RT-PAMPA is in principle also suitable to extract absolute permeation coefficients and rates, although these are strongly dependent on the actual experimental conditions (see above) and can only serve as a relative comparison and/or rough method-to-method comparison. The quantitative analysis requires that a plateau value for the final fluorescence intensity has been reached, which is indicative of analyte diffusion having reached equilibrium and/or complete consumption of the reporter pair. To differentiate between the two options, experiments at different analyte concentrations can be performed. For indole, see Figure 3B; these experiments (from 0.01 to 1 mmol/L) revealed variations of the plateau with varying indole concentration, which signifies that the diffusion equilibrium is actually being attained and that the artificial receptor is not being consumed; in the latter case, the same plateau would be reached with different rates. Under those conditions of equilibration and with the knowledge of the binding affinity between the analyte and the reporter pair, the absolute permeability coefficients of the analyte can be extracted (see Supplementary Material). The effective permeability coefficient of indole (log P_e) was calculated as −4.57 (as an average value), which compares favorably with that reported by others (log P_e = −4.50, with 10% egg lecithin solution as the lipid barrier) (Fujikawa et al., 2007).

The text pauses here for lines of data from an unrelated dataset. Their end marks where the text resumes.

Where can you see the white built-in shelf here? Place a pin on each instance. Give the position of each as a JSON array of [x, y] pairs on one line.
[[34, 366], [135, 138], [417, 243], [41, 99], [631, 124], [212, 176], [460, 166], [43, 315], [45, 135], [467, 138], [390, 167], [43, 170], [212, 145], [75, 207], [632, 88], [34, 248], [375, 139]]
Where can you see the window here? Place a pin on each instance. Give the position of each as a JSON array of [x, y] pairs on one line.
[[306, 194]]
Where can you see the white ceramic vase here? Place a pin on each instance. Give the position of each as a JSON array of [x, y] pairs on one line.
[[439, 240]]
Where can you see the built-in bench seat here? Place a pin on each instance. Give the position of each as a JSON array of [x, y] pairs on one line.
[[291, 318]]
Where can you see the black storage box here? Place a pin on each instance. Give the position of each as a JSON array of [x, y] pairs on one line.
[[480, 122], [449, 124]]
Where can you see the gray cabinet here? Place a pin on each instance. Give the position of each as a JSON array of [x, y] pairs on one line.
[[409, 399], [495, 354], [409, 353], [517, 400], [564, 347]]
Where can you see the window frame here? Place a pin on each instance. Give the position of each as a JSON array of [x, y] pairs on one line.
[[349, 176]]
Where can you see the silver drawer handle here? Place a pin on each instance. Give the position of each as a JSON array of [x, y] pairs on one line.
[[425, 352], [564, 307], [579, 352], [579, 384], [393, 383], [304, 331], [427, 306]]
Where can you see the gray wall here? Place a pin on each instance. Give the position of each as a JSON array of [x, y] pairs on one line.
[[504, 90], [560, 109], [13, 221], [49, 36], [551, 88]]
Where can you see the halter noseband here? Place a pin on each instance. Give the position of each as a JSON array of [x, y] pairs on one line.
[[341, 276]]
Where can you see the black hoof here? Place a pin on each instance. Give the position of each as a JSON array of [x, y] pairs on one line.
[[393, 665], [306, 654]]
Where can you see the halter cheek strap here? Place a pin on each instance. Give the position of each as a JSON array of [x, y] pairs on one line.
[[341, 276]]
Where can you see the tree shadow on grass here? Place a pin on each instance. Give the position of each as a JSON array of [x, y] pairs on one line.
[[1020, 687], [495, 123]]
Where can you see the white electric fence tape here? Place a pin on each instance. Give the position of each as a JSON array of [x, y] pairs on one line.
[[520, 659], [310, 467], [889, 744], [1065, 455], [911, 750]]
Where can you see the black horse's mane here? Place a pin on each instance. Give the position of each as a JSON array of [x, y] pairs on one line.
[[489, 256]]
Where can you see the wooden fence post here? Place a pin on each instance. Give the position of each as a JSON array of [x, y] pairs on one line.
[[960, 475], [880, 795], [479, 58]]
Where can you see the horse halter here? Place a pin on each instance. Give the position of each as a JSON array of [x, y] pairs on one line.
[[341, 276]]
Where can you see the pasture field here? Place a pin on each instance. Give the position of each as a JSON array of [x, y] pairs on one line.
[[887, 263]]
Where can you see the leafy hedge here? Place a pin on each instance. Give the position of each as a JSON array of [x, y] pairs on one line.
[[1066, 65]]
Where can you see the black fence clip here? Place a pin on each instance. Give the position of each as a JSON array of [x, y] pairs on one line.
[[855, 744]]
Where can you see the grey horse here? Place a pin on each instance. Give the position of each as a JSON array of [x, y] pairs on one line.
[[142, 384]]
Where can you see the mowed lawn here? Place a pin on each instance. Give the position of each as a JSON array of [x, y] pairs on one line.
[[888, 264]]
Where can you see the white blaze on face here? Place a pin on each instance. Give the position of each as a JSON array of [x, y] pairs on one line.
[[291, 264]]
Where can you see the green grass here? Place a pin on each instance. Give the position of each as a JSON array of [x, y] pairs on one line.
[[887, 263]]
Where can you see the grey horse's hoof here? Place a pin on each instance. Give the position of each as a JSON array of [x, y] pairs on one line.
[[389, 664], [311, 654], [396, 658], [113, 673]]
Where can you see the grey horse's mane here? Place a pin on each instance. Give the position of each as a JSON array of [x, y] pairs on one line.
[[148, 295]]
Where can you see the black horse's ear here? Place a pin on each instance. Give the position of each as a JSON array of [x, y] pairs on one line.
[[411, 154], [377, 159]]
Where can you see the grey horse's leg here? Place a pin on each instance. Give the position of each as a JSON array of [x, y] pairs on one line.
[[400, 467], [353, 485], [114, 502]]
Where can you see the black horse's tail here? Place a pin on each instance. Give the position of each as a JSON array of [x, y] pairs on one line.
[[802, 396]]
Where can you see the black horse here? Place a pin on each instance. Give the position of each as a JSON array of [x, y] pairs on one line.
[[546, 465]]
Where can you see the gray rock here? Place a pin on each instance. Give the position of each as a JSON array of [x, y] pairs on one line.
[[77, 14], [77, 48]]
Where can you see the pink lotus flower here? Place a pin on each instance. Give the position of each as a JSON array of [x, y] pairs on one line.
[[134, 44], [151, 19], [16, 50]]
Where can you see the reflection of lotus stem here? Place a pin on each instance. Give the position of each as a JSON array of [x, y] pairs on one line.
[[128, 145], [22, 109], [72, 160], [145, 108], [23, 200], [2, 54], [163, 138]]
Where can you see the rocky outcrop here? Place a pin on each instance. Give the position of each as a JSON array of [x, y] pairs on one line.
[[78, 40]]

A closer inspection of the permeability coefficients calculated for different time intervals or for different indole concentrations (see Supplementary Material) shows small systematic trends (smaller values at higher analyte concentrations), which may be related to the almost complete consumption of the receptor at higher analyte concentrations and an associated larger error. Important to note, the presence of organic cosolvents in the donor well had a minor influence on the absolute permeation kinetics. To provide a specific example, we prepared 0.1 mmol/L thiabendazole samples in both 2 and 20% ethanol, and the resulting permeation curves overlapped within the time of largest changes (initial hour, see Supplementary Material).